葛西くん宅で、私と、葛西くんと、そして私がお願いしてこの場に呼んでもらった
「私を呼んだ理由、教えていただけますよね?」
挨拶を軽く終わらせ本題に切り込んでくる咲さんに私は頷いて返す。
「咲さんのお姉さん、つまり津山三鈴さんの事で話したい事があったから呼んだの」
「それは察してます。ですが、私とお姉ちゃんの中学の卒業アルバムを持ってきて欲しい────これはどういう事なんですか?」
その卒業アルバムがテーブルに置かれると、葛西くんも同意するように頷き、私を見た。
「その理由は……分かってるんでしょ?咲さんは決心がつかなかっただけで、同じことを葛西くんに確認しようとしてたんだから」
「……立花先輩にはもう、何もかも見えてるんですね」
「ええ、確証は無いけど」
私と咲さんは互いに警戒心を抱いてはおらず、だから険悪な雰囲気ではない。
だけど、それを誤解してか、それとも話についていけないからか、葛西くんは居心地が悪そうだった。
「確認すれば分かる事だから、そんな寂しそうな顔しないで」
「確認って、2人の卒業アルバム見ても何も────……まさか」
「さすがに察しがついた?」
「三鈴の浮気相手が居るのか?ここに」
「さあ、それを知ってるのは葛西くんだけだから。だから確認してほしいの」
確認事項は分かったみたいだけど、でも、分からない事もある、そんな様子が見て取れる。当然だ、どうしてそんな事を確認させるのか、それが分からないのは当然の事なのだ。
「三鈴のアルバムには居ないな」
確率が高そうな津山さんのアルバムを見終え、次に咲さんのアルバムを開き、写真の顔を確認していく葛西くん。
「あ」
動きが止まったのは、ある男子生徒の顔と名前を見たから。
「水谷……
「やっぱり」
私もだけど、咲さんも予想が当たっていたみたいで、だから、他の推測も正解だった事が証明され始める。
「今回の件、水谷知恵は津山さんの協力者だった────これで確信できた」
「はい、私も同じ意見です」
「ちょ、ちょっと待て、協力者?一体なんの……」
「あなたと津山さんを別れさせる為の計画、それ以外に考えられないでしょ」
「……どういう、事だ」
何故分からないの、とは思わない。普通、こんな事をされた当事者、被害者は理解しようとしても脳が精神を守る為に理解させない為に働くことを止める。目の前で大切な人が殺されてもすぐ受け入れられない、よくアニメやドラマでも見る光景だ。
だから私は優しく、私が感じた違和感とか、津山さんの計画だとかを、推測だけど教えてあげる。

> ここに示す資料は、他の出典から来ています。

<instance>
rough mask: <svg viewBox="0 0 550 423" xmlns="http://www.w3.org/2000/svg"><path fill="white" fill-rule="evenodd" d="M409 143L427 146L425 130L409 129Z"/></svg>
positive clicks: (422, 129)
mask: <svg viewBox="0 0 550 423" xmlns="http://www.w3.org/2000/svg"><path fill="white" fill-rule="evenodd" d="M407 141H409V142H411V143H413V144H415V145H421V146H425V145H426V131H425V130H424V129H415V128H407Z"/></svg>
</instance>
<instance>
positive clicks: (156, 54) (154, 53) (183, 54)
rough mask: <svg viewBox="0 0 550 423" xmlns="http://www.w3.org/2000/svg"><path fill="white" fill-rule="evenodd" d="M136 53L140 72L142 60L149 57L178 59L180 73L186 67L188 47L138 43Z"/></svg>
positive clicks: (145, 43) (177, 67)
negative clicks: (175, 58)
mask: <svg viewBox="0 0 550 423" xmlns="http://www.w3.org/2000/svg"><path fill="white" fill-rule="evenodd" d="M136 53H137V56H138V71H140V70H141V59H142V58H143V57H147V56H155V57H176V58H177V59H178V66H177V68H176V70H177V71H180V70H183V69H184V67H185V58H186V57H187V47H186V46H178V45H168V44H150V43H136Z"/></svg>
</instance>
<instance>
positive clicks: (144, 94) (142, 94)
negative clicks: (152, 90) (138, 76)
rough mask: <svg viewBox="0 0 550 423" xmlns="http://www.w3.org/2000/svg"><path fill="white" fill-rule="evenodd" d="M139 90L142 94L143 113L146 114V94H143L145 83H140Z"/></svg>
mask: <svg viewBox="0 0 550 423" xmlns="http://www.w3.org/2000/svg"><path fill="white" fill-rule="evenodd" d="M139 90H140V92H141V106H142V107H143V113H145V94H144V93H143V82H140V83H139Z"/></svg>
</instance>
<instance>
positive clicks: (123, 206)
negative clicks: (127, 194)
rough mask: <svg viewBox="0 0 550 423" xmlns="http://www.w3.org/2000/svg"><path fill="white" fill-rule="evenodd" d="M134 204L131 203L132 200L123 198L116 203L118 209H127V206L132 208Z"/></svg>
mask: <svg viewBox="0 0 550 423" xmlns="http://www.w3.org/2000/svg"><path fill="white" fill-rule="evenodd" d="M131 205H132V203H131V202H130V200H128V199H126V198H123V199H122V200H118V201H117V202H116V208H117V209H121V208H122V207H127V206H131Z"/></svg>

「私も同じ考えです。だからお姉ちゃんの事が許せなくて……」
「そうだと思う。私が咲ちゃんの立場でも許すことなんて出来ないから。それで、葛西くんは今の話を聞いてどう思った?」
私の話を信じるか信じないか、信じた上で津山さんを許すか許さないか、それ次第でこれからの展開が変化する。
「……もし、浮気相手が知恵の弟じゃ無かったら疑ってただろうな」
親友の弟と浮気をする、それはとてもリスクが大きくてバレる可能性がある。それこそ、葛西くんと付き合いながらというのは避けた方が良いに決まっている。
「少し待っていてください」
そう言って咲さんはスマホを操作し始めた。何となく予想は出来たし、元々頼もうと思っていた事だけど、咲さんは自分で理解してくれたらしい。
「もしもし────……うん、ビデオ通話にするね」
そして画面に映し出されたのは先程卒業アルバムで見た人物────水谷裕也だった。
『なるほど、もう全部バレたって事か』
葛西くんを見て状況を理解したらしい。
「うん、後は証言って言うか、確証が欲しいだけ。安心して、裕也から聞いたって2人は言わないから」
『まあ俺も隠し通せるとは思って無かったし、良い事だとは思って無かったから話すのは全然良いんだけど……その前に』
すると彼は頭を下げた。画面には彼の頭頂部が映し出された。
『葛西先輩、騙すような事をしてすみませんでした。俺は三鈴さんとは付き合ってないし、浮気相手でも無いです』
罪悪感を感じていた、それは本当の事らしい。葛西くんが「気にしないでくれ」そう言うまで頭を下げ続けた彼は、次に顔を上げた時、どこか表情が先ほどより緩く見えた。
そしてその後、私と咲さんの予想通りの計画内容を聞かされ、水谷さんが止めずに協力した理由も見当がついたのだった。